東京商工会議所は、事業承継のさまざまな課題に対応した具体的な対策を国や東京都へ要望するために「中小企業の円滑な事業承継の実現に向けた意見」をとりまとめ、2020年8月19日に公表した。
主な要望事項として以下の5項目が挙げられている。
(1)事業承継の早期着手の実現
事業承継の早期対策の重要性に対する「気づき」を促す取り組みの促進として、国における株式評価算定の補助制度の創設や現経営者の年齢だけではなく、後継者の年齢を考慮した事業承継の実現などが挙げられている。
(2)抜本拡充された事業承継税制の利用促進(親族内承継)
事業承継税制の認知度向上に加え、贈与税・相続税の納税が猶予される「特例承継計画」の提出期限の延長、事業承継税制の期限延長といった制度の改善などが求められている。

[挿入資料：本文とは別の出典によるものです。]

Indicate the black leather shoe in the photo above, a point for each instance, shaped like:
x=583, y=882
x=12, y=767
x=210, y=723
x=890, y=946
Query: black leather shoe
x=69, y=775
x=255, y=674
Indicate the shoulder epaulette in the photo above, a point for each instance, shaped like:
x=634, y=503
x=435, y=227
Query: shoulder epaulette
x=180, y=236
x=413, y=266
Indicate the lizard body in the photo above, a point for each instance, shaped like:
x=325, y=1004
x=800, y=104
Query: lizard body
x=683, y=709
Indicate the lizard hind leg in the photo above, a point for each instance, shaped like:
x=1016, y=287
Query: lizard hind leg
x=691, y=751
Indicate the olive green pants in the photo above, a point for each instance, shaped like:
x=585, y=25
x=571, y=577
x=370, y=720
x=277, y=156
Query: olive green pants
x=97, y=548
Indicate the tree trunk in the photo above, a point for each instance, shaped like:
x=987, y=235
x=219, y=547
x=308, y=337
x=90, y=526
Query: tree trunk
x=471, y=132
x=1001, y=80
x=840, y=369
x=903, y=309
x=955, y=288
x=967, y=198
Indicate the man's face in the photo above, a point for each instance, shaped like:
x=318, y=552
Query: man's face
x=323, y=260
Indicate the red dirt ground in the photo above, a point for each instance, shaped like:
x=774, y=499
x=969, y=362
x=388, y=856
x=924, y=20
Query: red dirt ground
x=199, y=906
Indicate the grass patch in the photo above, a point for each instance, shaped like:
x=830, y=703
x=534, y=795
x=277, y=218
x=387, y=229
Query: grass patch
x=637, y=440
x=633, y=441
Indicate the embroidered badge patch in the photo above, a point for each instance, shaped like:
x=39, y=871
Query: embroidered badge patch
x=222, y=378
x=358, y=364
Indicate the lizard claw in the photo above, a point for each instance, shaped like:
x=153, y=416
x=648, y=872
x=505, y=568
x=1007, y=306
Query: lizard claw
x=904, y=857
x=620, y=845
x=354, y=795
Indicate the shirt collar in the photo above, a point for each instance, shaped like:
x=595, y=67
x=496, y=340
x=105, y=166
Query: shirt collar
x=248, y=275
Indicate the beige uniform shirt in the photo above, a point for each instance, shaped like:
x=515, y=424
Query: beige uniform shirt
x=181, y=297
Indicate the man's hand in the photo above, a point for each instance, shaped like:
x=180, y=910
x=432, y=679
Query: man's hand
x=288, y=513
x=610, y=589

承継の際に前経営者と後継者から二重で債務保証を求めることを原則として禁じるなど、「事業承継時に焦点を当てた『経営者保証に関するガイドライン』の特則」は経営者保証の引継ぎ問題を解決する一助になりえることから、中小企業のみならず、支援機関、金融機関など広く周知を図るよう求めているほか、本特則についての継続的な運用状況のモニタリング調査の実施なども要望している。